One day I was playing around with putting together a document and I realised something; when I started the spec as a blank page, I did not think of a plan or decide on what I needed to do, I was in a rush and staring at the page, almost angry with it's blankness. I looked at the page as if the emptiness was a bug and I needed to put something there to fix it. So I started with a paragraph along the lines of what I had to say, wasn't the best but it did the job. From those few lines, I added some text above and then below. Did some refactoring and pasted a section from another document. Slowly but surely, the document took shape until it was ready.

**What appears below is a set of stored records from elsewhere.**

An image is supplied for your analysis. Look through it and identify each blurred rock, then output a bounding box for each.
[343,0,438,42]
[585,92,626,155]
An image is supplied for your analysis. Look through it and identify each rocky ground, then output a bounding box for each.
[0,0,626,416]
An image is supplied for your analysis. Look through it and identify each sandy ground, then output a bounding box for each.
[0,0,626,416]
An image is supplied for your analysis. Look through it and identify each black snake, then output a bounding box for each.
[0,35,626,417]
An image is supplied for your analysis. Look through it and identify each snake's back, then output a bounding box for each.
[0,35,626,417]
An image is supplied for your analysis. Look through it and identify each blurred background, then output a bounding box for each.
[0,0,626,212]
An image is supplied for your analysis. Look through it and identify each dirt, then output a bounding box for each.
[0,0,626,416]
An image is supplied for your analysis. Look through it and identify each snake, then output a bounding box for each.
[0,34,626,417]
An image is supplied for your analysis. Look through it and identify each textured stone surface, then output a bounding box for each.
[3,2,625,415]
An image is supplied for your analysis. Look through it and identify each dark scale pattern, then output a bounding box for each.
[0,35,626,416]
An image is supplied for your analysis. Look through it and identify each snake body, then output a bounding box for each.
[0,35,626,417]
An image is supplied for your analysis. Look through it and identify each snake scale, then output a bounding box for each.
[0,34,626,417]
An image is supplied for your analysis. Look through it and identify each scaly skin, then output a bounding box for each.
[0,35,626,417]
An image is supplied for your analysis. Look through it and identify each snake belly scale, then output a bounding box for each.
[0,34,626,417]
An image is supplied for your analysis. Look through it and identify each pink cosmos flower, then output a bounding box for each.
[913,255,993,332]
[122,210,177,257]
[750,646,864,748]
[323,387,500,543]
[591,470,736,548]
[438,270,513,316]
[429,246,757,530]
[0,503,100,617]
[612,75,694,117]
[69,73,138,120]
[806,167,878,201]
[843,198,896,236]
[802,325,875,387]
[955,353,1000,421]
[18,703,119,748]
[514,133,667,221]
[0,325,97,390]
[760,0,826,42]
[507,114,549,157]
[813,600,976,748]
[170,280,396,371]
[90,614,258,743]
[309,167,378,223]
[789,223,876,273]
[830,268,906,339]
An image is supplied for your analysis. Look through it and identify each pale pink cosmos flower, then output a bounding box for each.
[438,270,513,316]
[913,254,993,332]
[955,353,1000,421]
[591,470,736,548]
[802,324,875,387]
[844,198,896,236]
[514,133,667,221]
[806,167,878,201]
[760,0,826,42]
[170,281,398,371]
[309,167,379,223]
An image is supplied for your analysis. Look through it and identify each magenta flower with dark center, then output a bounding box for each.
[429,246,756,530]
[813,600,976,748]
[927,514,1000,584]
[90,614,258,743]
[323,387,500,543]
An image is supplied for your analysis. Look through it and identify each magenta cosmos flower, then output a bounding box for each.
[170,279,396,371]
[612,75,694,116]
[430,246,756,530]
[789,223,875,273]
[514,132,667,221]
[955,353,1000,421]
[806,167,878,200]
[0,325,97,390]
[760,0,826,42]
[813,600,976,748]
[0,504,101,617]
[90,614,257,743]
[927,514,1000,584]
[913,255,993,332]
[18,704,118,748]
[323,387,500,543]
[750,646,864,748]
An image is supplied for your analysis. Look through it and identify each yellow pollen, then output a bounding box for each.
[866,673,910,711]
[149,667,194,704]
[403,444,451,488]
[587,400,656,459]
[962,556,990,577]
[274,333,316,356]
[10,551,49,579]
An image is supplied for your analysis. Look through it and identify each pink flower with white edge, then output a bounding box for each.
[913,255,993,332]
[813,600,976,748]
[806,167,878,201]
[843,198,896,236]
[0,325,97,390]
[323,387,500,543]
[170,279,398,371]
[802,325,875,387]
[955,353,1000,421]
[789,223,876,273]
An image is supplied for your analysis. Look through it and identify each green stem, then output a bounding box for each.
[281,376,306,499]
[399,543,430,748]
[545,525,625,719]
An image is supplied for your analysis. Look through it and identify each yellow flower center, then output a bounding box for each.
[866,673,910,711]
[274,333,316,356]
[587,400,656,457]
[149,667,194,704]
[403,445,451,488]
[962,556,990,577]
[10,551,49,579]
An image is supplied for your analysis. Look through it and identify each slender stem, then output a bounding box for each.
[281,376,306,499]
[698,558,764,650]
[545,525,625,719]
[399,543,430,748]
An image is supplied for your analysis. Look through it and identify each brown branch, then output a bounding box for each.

The document was a simple thing, just a high-level overview but the way I put it together reminded me of the type of code that I often see, code that works but looks like it was the result of some nuclear explosion and it dawned on me; that code was not written so much as debugged into existence. The programmer started with some code, then added some code around that, fixing bugs as they go along until the program works. Not quite TDD but its cousin from several incestuous unions.
Now don't get me wrong, these programs do work, but the code quality depends on the mind of the person creating it (ie is the mind organised enough to plan in realtime in the right direction?), the size of the solution and the complexity of the problem space.
It is possible to produce quality code without planning but that is very difficult to do and very few people can pull it off. A better way is to think about and solve the major issues but implement using agile methods so no big planning but not going in blind. I personally like that way of doing things but it does not always work out as I expected (some corner cases and gotchas that my simple plan did not uncover). For certain problem spaces, nothing short of a full plan will do; YMMV.
Do you produce programs by debugging them into existence?